Verse 7
In Jewish life it was customary to throw away all the leaven (yeast) in the house when the family prepared for the Passover celebration (Exodus 12:15; Exodus 13:6-7). They did this so the bread they made for Passover and the feast of Unleavened Bread that followed would be completely free of leaven. This may have been for hygienic reasons as well as because of the symbolism of the act. This is what the Corinthians needed to do as a church so they could worship God acceptably. In one sense they were already free of leaven; their trust in Christ had removed their sins. However in another sense they possessed leaven since they had tolerated sin in their midst. Paul described the same situation earlier in this epistle when he said the Corinthians were saints (1 Corinthians 1:2) even though they were not behaving as saints. God had sanctified them in their position, but they were in need of progressive sanctification. They needed to become what they were. This was Paul’s basic exhortation.
"1 Corinthians emphasizes that the gospel issues in transformed lives, that salvation in Christ is not complete without God/Christlike attitudes and behavior.
"The classic expression of Paul’s understanding of the relationship between gospel and ethics (indicative and imperative) is to be found in 1 Corinthians 5:7.

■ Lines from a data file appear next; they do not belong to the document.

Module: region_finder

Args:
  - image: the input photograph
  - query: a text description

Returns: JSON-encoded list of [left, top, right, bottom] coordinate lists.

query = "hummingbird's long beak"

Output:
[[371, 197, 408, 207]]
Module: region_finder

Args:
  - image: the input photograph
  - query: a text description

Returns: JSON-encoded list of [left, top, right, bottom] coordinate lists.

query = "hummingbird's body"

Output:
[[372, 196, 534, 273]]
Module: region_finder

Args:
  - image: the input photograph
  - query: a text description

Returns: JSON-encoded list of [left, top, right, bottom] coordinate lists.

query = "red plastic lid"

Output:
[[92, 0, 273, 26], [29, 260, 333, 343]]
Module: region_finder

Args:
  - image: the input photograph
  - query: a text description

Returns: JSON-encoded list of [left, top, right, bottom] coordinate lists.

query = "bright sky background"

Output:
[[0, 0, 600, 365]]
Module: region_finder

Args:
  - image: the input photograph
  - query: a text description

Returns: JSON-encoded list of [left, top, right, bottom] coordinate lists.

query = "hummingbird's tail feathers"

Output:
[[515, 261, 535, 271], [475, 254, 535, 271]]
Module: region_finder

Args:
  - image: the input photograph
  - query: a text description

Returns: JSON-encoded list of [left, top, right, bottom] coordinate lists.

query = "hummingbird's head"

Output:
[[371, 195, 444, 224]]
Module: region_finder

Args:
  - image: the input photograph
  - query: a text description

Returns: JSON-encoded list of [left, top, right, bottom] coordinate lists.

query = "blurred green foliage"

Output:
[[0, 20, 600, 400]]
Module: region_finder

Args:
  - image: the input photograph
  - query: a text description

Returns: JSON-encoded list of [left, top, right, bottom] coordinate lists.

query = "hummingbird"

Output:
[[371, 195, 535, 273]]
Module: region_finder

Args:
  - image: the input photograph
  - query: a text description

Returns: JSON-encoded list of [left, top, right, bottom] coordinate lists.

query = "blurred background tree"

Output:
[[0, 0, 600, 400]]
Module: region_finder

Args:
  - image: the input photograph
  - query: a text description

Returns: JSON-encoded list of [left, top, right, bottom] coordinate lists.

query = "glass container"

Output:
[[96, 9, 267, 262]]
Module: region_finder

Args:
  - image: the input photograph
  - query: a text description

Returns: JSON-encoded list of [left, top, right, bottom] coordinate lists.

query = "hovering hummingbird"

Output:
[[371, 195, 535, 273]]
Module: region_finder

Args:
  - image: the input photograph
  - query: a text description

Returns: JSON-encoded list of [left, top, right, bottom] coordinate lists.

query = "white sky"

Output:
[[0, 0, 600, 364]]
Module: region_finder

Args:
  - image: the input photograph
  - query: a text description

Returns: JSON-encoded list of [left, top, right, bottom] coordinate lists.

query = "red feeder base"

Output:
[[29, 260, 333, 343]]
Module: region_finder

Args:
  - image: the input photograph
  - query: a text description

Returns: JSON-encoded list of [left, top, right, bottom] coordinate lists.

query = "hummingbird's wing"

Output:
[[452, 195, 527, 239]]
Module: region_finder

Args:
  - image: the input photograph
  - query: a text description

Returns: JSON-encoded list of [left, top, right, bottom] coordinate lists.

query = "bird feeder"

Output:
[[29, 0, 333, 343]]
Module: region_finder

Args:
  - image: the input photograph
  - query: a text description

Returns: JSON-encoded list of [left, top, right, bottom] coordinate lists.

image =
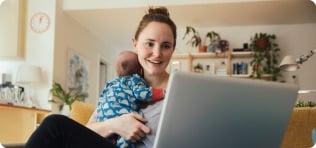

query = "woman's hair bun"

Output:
[[147, 7, 169, 17]]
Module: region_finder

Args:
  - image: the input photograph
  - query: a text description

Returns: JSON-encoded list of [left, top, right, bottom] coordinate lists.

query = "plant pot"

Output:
[[255, 39, 269, 49], [198, 45, 207, 52], [60, 104, 70, 116]]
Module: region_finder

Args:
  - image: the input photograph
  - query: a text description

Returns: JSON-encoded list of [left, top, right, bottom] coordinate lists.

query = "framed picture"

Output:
[[67, 49, 89, 95]]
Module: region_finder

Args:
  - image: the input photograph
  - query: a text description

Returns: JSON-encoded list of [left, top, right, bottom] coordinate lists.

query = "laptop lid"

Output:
[[154, 72, 298, 148]]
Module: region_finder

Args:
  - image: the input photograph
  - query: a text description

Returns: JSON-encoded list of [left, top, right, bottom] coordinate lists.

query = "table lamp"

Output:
[[279, 49, 316, 94], [16, 65, 42, 106]]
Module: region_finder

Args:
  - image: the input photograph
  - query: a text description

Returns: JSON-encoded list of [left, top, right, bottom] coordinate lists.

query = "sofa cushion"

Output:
[[70, 101, 95, 125]]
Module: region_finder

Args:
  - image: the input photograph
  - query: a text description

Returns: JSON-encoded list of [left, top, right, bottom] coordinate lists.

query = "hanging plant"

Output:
[[250, 33, 281, 81]]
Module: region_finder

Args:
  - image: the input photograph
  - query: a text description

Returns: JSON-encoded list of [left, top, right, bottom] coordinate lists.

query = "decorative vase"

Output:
[[198, 45, 207, 52], [255, 39, 269, 49]]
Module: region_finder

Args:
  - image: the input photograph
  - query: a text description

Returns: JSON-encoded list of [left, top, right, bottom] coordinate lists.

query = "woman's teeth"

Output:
[[149, 60, 161, 64]]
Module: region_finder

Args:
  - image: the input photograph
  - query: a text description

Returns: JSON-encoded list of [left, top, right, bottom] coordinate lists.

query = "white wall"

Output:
[[54, 0, 107, 108], [0, 0, 55, 109], [0, 0, 19, 57]]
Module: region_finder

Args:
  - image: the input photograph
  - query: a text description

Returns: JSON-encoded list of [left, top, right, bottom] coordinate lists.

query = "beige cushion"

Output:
[[70, 101, 95, 125], [281, 107, 316, 148], [70, 102, 316, 148]]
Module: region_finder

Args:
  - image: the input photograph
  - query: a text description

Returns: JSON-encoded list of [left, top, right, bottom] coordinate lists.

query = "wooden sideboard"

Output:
[[0, 104, 50, 144]]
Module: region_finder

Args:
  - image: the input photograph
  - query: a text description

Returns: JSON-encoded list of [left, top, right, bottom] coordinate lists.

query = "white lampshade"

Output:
[[279, 55, 299, 71], [16, 65, 42, 84]]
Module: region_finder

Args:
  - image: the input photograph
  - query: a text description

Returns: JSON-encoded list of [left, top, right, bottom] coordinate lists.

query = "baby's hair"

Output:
[[116, 51, 141, 76]]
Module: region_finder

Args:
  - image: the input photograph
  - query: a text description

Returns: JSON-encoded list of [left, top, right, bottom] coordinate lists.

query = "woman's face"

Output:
[[133, 22, 174, 75]]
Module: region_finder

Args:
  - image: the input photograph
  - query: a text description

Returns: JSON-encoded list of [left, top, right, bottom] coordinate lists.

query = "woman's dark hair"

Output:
[[134, 7, 177, 48]]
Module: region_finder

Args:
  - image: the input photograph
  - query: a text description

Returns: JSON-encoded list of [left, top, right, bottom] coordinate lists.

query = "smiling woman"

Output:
[[0, 0, 26, 58]]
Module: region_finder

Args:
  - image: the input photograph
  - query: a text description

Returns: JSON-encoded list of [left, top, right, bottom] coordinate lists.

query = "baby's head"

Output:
[[116, 51, 141, 76]]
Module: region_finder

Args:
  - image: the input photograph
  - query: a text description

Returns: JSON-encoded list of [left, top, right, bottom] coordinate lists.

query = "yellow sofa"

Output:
[[70, 102, 316, 148]]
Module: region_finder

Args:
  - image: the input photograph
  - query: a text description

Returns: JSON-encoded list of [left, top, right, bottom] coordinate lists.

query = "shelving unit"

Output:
[[171, 50, 253, 78]]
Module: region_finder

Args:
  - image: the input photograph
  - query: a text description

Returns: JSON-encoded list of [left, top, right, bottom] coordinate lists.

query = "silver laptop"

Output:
[[154, 73, 298, 148]]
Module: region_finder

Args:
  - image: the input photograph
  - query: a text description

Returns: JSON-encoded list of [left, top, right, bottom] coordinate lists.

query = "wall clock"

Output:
[[30, 12, 50, 33]]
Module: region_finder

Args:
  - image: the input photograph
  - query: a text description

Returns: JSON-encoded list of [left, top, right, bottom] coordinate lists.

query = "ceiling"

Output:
[[65, 0, 316, 47]]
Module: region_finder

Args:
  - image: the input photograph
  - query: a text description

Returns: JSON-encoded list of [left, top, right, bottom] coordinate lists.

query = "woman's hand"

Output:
[[110, 113, 150, 142]]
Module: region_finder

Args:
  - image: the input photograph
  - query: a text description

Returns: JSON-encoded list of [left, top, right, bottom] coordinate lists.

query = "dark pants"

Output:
[[25, 115, 115, 148]]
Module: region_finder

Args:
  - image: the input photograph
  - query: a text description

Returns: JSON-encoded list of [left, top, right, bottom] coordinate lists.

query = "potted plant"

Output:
[[50, 82, 88, 111], [182, 26, 207, 52], [206, 31, 221, 52], [250, 33, 281, 81]]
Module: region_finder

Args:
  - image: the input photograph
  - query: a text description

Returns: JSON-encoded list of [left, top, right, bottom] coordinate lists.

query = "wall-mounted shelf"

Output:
[[172, 50, 253, 78]]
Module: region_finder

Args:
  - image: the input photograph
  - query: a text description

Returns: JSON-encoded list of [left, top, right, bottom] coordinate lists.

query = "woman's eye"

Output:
[[161, 44, 171, 49], [145, 42, 154, 48]]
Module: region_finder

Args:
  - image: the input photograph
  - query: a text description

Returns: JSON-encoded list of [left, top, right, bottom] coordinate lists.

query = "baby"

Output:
[[96, 51, 164, 147]]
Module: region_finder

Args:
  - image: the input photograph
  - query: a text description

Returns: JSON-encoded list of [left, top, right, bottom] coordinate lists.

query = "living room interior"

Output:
[[0, 0, 316, 147]]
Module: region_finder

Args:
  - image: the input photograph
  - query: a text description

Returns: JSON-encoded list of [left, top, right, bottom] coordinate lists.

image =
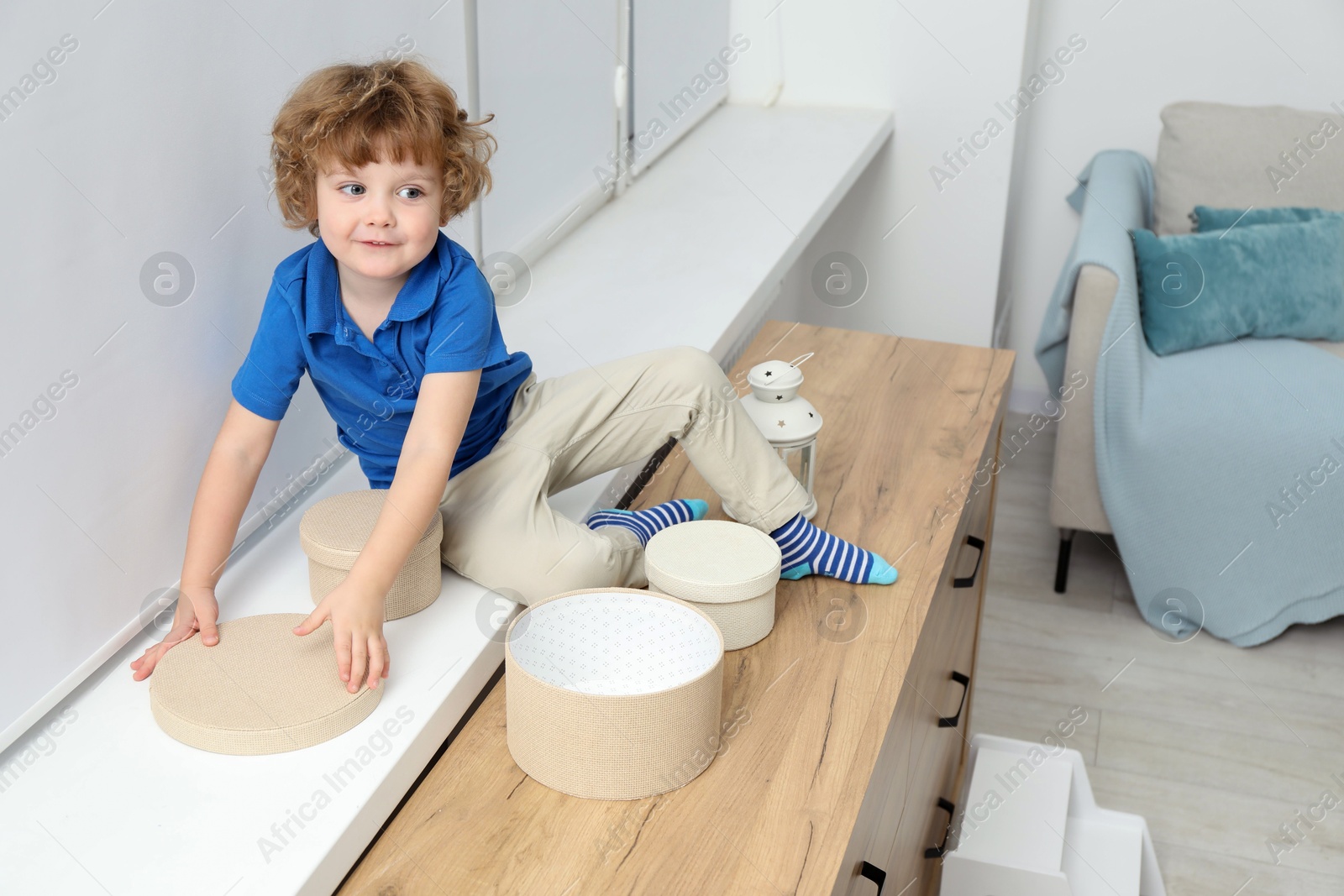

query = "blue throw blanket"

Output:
[[1037, 150, 1344, 647]]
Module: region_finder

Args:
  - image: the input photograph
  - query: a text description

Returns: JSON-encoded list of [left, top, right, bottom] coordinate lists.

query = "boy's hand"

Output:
[[294, 578, 391, 693], [130, 587, 219, 681]]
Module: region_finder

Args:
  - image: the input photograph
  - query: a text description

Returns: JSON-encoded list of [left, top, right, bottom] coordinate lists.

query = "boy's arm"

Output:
[[130, 399, 280, 681], [294, 369, 481, 690]]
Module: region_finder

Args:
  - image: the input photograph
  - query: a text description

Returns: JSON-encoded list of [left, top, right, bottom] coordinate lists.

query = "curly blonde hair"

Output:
[[270, 58, 497, 237]]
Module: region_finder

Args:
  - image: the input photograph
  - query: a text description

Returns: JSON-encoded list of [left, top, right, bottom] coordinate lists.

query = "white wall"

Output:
[[1005, 0, 1344, 406], [730, 0, 1032, 345]]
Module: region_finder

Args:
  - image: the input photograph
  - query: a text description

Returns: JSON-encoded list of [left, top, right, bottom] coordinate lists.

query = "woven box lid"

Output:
[[504, 587, 723, 799], [150, 612, 383, 757], [298, 489, 444, 569], [643, 520, 784, 603]]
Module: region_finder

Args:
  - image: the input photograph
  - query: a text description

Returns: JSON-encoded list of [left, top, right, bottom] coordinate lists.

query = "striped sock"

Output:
[[587, 498, 710, 545], [770, 513, 896, 584]]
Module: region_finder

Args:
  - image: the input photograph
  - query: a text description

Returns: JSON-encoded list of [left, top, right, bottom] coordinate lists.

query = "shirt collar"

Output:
[[304, 231, 450, 336]]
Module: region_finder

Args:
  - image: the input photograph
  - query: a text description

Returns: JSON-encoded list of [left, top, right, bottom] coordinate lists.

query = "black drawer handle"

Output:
[[858, 861, 887, 896], [952, 535, 985, 589], [925, 797, 957, 858], [938, 669, 970, 728]]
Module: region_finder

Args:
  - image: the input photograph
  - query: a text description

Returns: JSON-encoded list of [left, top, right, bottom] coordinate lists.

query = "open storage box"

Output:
[[939, 735, 1167, 896]]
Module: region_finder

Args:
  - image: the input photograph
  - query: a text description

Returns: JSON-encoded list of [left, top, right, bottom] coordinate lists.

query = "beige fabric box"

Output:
[[504, 587, 723, 799], [643, 520, 784, 650], [298, 489, 444, 622]]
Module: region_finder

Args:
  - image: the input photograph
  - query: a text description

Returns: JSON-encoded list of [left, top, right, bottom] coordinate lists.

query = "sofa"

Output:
[[1050, 102, 1344, 594]]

"Ethics for Paul is ultimately a theological issue pure and simple. Everything has to do with God and with what God is about in Christ and the Spirit. Thus (1) the purpose (or basis) of Christian ethics is the glory of God (1 Corinthians 10:31); (2) the pattern for such ethics is Christ (1 Corinthians 11:1); (3) the principle is love, precisely because it alone reflects God’s character (1 Corinthians 8:2-3; 1 Corinthians 13:1-8); and (4) the power is the Spirit (1 Corinthians 6:11; 1 Corinthians 6:19)." [Note: Fee, "Toward a . . .," pp. 51, 53.]
The mention of the removal of leaven before the Passover led Paul to develop his analogy further. Christ, the final Passover Lamb, had already died. A type is a divinely intended illustration of something else, the antitype. A type may be a person (cf. Romans 5:14), a thing (cf. Hebrews 10:19-20), an event (cf. 1 Corinthians 10:11), a ceremony, as here, or an institution (cf. Hebrews 9:11-12). Therefore it was all the more important that the believers clean out the remaining leaven immediately.